9 de Julio le puso el broche de oro al Clausura bahiense.

Fuente: La Nueva.

El abrazo interminable de los benjamines del plantel, Lázaro Levriero y Rafael Randazzo, fueron la cara visible de un cierre a toda orquesta para 9 de Julio, que anoche, en el club Barrio Hospital, cortó una racha de 58 años sin festejos en la modalidad tercetos de las bochas bahienses.

Los albiazules, con Pablo Spurio como el integrante principal del equipo (capitaneo el barco), vencieron a Leandro N. Alem por 15 a 7 y, además de conquistar el Clausura, forzaron la definición a tres partidos para determinar al campeón anual.

Cabe acotar que Alem fue ganador del Apertura.

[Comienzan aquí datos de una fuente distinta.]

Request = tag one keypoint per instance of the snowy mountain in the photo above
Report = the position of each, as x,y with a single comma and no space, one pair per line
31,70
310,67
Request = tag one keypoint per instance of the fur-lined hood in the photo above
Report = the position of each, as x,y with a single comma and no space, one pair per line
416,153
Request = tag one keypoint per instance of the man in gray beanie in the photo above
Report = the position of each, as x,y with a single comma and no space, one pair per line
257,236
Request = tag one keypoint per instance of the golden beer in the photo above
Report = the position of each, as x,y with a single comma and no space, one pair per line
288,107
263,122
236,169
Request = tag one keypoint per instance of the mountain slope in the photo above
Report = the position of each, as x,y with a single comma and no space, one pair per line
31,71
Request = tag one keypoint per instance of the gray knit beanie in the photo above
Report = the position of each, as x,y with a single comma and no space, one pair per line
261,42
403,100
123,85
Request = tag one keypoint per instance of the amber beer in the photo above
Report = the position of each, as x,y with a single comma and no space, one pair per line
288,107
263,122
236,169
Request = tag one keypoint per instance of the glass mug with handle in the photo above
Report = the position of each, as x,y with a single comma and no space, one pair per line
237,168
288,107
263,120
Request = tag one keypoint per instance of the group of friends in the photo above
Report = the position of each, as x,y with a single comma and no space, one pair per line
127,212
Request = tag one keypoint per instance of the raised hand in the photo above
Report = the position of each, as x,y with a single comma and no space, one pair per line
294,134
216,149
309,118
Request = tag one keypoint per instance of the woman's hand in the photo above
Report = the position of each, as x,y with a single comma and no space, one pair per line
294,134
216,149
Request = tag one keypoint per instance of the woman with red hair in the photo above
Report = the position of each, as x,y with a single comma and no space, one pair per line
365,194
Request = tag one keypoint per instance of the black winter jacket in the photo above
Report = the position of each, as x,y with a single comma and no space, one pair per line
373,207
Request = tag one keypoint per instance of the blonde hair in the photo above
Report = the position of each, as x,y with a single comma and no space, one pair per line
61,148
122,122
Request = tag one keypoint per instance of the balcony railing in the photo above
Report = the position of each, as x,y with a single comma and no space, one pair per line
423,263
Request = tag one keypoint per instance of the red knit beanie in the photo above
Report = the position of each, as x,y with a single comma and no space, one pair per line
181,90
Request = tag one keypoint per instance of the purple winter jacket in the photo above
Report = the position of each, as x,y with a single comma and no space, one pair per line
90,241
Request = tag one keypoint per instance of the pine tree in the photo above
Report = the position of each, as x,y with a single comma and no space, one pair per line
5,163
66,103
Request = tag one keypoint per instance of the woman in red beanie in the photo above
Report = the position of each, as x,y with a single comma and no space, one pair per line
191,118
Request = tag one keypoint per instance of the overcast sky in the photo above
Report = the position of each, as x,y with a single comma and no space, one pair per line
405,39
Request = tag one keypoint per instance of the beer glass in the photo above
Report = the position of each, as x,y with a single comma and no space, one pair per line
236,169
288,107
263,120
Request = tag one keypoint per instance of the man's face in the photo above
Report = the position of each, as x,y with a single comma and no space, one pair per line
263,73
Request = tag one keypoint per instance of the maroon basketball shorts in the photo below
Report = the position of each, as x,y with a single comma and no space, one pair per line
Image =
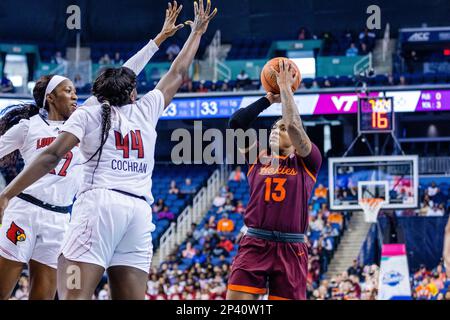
263,266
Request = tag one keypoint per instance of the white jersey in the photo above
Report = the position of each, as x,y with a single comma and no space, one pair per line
127,159
33,136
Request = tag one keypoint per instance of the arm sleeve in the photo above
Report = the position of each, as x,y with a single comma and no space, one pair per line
76,124
152,106
14,138
136,63
314,160
244,117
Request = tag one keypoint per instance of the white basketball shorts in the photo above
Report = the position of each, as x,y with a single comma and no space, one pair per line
110,229
29,232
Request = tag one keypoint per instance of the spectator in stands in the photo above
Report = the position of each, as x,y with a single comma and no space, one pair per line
220,251
212,224
228,207
199,257
355,269
237,175
6,85
433,190
391,80
173,189
320,192
172,51
187,188
117,59
78,82
225,225
2,182
189,251
105,60
104,293
187,85
58,58
435,211
241,234
352,51
336,218
166,214
239,207
225,87
23,291
158,206
364,49
225,243
317,224
402,81
242,79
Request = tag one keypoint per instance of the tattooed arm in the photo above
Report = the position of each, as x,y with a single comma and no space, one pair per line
291,117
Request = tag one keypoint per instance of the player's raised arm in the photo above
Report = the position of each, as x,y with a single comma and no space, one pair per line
42,164
138,62
446,252
172,81
291,117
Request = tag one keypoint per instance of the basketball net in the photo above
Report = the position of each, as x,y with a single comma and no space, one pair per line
371,207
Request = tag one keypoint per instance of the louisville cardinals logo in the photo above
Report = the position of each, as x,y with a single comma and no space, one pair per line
15,234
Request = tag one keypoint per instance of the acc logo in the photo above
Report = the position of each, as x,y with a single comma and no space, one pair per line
420,36
392,278
15,233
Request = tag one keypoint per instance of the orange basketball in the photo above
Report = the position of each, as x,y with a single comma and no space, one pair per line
269,78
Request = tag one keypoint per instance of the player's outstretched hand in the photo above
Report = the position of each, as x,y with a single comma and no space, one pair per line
172,13
446,252
286,75
3,204
202,17
273,98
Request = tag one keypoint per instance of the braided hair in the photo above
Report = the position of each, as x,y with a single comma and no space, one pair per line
11,115
113,87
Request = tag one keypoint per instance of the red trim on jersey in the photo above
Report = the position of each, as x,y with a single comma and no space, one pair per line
259,156
307,171
247,289
277,298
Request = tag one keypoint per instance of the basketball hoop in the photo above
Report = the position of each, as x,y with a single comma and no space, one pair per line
371,207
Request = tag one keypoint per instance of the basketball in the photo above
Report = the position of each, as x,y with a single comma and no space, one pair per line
269,78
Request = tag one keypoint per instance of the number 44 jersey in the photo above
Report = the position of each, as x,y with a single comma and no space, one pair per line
31,137
127,157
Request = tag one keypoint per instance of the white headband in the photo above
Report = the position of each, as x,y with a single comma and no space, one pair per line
54,82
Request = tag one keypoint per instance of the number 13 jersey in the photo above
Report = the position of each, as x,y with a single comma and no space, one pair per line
127,159
279,194
33,136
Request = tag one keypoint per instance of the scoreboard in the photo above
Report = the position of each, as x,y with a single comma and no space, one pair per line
375,114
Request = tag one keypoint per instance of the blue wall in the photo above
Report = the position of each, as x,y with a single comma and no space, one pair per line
137,20
424,237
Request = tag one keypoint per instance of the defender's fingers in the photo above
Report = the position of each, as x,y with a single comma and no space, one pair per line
213,14
208,7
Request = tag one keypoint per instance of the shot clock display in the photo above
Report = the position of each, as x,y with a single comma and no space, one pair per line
375,114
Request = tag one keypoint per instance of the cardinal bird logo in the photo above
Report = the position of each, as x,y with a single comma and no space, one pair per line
15,233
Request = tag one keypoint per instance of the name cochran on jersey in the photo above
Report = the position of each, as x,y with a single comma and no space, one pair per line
130,166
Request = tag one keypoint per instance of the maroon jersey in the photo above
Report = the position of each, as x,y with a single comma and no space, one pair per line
279,195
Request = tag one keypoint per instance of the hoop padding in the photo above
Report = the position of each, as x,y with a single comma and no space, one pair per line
371,207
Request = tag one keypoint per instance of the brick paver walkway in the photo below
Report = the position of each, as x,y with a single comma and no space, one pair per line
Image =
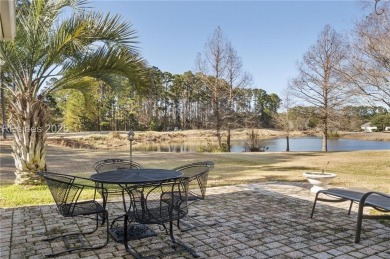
268,220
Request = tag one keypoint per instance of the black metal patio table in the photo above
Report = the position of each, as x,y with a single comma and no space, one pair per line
125,177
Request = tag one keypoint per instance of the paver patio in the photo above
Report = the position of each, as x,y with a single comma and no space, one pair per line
266,220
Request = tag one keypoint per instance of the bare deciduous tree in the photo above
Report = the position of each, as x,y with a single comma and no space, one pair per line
221,70
318,82
369,62
282,119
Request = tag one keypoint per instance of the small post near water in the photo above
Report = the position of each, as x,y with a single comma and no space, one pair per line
130,137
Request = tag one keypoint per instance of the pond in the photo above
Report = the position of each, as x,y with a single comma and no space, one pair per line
274,145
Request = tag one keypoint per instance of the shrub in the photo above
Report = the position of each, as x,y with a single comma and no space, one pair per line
254,143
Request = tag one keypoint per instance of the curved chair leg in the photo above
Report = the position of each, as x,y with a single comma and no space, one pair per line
80,233
190,250
314,205
359,223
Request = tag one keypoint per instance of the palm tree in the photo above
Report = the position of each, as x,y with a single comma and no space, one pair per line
63,42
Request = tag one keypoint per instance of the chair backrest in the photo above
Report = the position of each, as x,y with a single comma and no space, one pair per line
115,164
64,191
197,174
159,202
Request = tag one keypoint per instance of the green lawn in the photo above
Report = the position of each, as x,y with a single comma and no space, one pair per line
369,170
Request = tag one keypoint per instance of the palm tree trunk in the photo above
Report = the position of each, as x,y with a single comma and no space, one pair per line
28,126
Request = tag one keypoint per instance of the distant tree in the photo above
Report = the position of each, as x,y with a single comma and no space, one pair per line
283,119
212,66
381,121
368,69
318,82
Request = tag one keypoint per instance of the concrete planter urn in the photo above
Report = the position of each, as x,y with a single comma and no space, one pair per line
319,180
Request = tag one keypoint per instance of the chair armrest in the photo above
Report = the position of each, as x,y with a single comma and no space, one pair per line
374,203
365,196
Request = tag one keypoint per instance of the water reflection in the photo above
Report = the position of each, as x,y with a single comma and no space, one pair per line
274,145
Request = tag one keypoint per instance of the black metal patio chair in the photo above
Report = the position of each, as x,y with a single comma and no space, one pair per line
156,203
68,194
197,174
375,200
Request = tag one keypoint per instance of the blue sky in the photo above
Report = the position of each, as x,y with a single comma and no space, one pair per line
269,36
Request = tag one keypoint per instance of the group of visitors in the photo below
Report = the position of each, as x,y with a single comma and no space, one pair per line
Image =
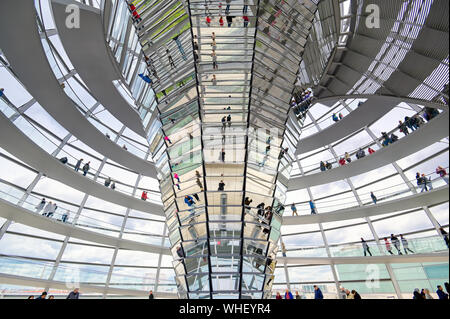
425,293
395,241
346,159
226,121
312,206
337,118
228,17
347,294
288,295
136,17
410,123
75,294
110,183
266,152
424,182
301,103
264,212
49,209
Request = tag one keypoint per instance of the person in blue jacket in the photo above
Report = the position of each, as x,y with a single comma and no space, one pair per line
288,295
335,118
145,78
441,294
189,200
317,293
313,207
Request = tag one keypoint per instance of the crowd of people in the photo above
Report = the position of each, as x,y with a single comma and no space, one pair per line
424,294
353,294
301,103
410,123
229,19
48,209
397,243
74,294
288,295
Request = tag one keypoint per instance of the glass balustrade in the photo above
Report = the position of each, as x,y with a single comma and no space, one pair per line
14,196
425,245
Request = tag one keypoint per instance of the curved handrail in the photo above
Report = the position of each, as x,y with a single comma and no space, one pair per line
70,217
30,130
365,196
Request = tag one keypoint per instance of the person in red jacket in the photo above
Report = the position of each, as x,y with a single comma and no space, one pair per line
246,21
136,16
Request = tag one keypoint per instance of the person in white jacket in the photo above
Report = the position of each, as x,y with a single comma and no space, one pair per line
40,206
47,209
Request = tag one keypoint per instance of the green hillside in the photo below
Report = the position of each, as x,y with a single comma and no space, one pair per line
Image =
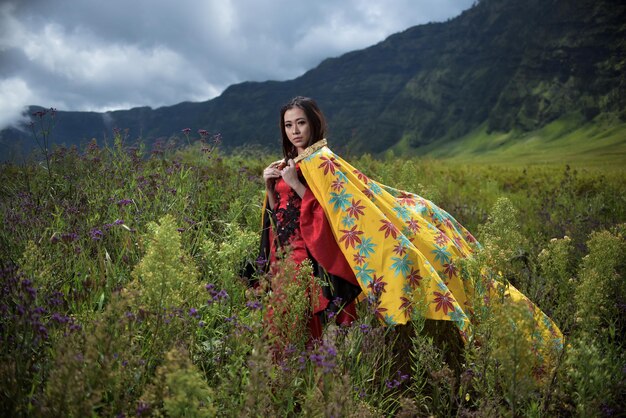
502,70
564,141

La polenta de los pibes fue clave para enderezar la nave luego de un comienzo algo dubitativo, con desventajas de 0-3, 2-4, 4-5 y 4-7 en las primeras seis manos de juego.

Pero en la séptima la paridad en siete aportó alivio y motivación, situaciones determinantes para torcer el score a favor de los flamantes campeones.

Incluso, en la octava manga, el árbitro Alejandro Pons le mostró una amarilla al capitán Pablo Spurio por excederse con el tiempo. Ni eso perturbó el ánimo de un terceto que lució de menor a mayor, con una gran performance de Rafael Randazzo (sorprendió la solvencia que mostró en el bochazo), la efectividad de Lázaro Levriero, pese a su juventud, en el arrime y el oficio de Spurio, quien estuvo certero en las indicaciones para con sus compañeros y mostró destellos de su calidad, como en las dos clavadas –en el sexto y decimocuarto bochazos– que hicieron rugir al numeroso público presente.

La brecha se empezó a estirar en la décima mano (7-10, 7-13 y 7-15), para el broche de oro definitivo que llegó con un arrime de Lázaro Levriero, un ratito de suspenso y un festejo merecido.